There are so many diverse reasons why people find themselves in this precarious position. Some have simply lacked the focus or discipline to save, whilst others find themselves at the centre of some catastrophic life event such as the loss of a loved one, a major illness, disability or divorce that can have dire financial consequences.

Do a reality check

Be realistic about your actual situation – how prepared or unprepared are you? It is important to go through some key steps. First, find out how much you have got right now. Start by pulling together financial information such as your bank statements, and your projected pension payout or a gratuity if you are fortunate enough to have one. Take stock of all your assets. Even if you haven’t been saving as judiciously as you might have, you have probably built up some assets that could play a role.

Then determine how much income you think you will need in retirement. There are several good online retirement calculators to help with this exercise. And don’t get too bogged down by the different ways of calculating; a rough estimate will do and even then, be very conservative in your estimations. Finally, look for where that income could possibly come from.

Cut right back on your expenses

How much are you spending today? You must have a clear idea of where your money is going before you can ascertain where additional funds will come from. You will need to cut back drastically on any unnecessary expenses. If you have still got dependent children and elderly parents to support, prioritize and do only what absolutely must be done. If you have become the one stop shop for bailing out members of the extended family and friends, you really must learn to say no. Retirement savings must become your priority and everything else has to take a back seat.  Non-essential expenses like eating out often, travel and shopping can easily get out of control.

Start saving a much as you can

It is important to seek professional advice. A financial advisor will dispassionately consider your current and projected circumstances. If you are in debt, start applying as much as possible to reduce this to free up money for retirement savings over time. An advisor will recommend various options that might include an automated savings plan where funds are debited directly from your salary and into savings; this could include fixed income, balanced or equity funds as well as other investment vehicles.

Don’t be too aggressive

You cannot afford to ignore your risk tolerance in your attempt to make up for lost time. Volatility is a reality in investing; as retirement approaches, there is little room for error and one must be more conscious of protecting the nest egg from the risk of loss; a severe market downturn can be disastrous as you will have far less time for the market to correct itself or for you to recover from poor investment decisions. Stocks do promise larger returns on investment but over the long term.
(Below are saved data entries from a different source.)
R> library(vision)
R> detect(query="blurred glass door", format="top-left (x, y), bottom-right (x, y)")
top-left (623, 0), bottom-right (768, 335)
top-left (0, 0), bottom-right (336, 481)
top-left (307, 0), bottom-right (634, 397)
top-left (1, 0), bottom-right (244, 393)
At the same time you can’t afford to be too conservative and have inflation eat away at all your savings. Bear in mind, that if you retire at 55 or 60, you may still have over twenty years to fund and should continue to have a long-term view; thus you still need at least a portion of your portfolio in stocks until retirement, when it is usual to want to scale back your equity exposure and seek more conservative income generating securities.

Your home can play a role

Do you have equity in your home? If your home is relatively valuable and your children have left home, if you are not too overwhelmed by sentimental attachment, a house that has appreciated in value can be sold and a smaller less expensive home purchased in its place. This could produce significant sums to fund retirement if you are prepared not only to move to a smaller home, but perhaps to a less expensive area.
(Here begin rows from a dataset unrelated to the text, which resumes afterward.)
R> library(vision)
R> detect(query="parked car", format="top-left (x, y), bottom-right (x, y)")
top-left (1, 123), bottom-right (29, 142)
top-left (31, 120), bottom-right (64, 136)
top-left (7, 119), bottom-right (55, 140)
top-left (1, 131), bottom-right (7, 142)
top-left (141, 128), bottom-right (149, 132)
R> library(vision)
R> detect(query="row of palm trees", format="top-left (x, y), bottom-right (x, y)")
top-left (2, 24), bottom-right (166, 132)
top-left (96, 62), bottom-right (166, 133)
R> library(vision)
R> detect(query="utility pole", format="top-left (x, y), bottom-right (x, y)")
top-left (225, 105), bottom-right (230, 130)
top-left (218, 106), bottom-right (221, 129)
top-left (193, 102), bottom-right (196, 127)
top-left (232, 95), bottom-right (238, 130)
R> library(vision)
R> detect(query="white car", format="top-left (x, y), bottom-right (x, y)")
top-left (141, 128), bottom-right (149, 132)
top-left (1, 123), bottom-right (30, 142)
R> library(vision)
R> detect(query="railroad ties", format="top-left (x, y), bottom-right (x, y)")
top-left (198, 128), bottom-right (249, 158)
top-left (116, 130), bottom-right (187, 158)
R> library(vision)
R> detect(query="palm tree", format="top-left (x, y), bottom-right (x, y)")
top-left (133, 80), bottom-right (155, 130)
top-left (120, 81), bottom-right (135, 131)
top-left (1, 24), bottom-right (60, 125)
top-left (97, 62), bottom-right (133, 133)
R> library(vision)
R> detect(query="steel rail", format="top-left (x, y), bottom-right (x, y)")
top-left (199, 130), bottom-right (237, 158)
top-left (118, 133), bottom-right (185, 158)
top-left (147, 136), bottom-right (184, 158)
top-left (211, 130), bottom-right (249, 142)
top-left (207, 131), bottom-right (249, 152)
Be conscious of the fact that falling property prices and a liquidity crunch have made it more difficult to sell property at a premium. If it is your intention for your family home to be the source of some of your retirement savings, be mindful of the fact that there is no guarantee that you will be able to sell the house when you need the money. This could force you to sell it for less than it is worth. Whilst it may take some time for real-estate values to recover fully, it is still likely that one will realize some equity albeit less than one had hoped for.
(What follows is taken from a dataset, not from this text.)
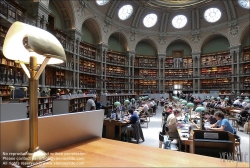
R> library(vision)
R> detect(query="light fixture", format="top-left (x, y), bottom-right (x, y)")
top-left (3, 21), bottom-right (66, 166)
top-left (8, 85), bottom-right (15, 99)
top-left (22, 87), bottom-right (28, 97)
If you live in an area with a high cost of living, moving to a less expensive area could make a big difference in your ability to amass a tidy sum. Obviously most retirees would rather stay in place than have to start a new life somewhere else, but many do opt to move, and some even go abroad in the quest to improve their living standard at lower costs. This takes several years of planning to ensure that you meet the immigration requirements. If you would consider such a change, spend some time in your chosen destination to make sure it is a place that you can indeed live in before you sell up and relocate.

Postpone retirement?

If you done all your sums and clearly still won’t have enough in retirement; you have two choices: You may need to scale-back your retirement goals and lifestyle drastically, or you may have to postpone your retirement date. Don’t view this as a failing in anyway. You are not alone and more and more people are working past traditional retirement age.

Working a little longer or part time can improve your financial prospects significantly, as you will be able to invest these earnings and feed your retirement portfolio until you have to dip into it. Staying at work longer, will also keep you active, more socially connected and engaged. Plan for your retirement independent of your spouse other family members’ provision. They may not be able to help.

Leverage on your skills or talents

Can you create another stream of income to devote to retirement savings? Most people have a talent or something that they are naturally good at or enjoy doing? Explore your options; it may well be something that you may have taken for-granted and would do for free, that could turn into a side business. This could include tutoring, teaching a musical instrument, consulting. With all your years of experience and some creativity you should be able to leverage on your skills.

Time is precious

No matter how precarious your finances might be approaching retirement, there is always some way to improve your situation. You cannot make up for an entire career of not saving by trying to fast track your saving in the last 10 years of your working life. But there is enough time for you to make an appreciable difference in your retirement lifestyle.  Don’t let doubt or discouragement keep you from starting right away, regardless of your age. All is not lost, but time is a critical factor so don’t procrastinate a minute longer.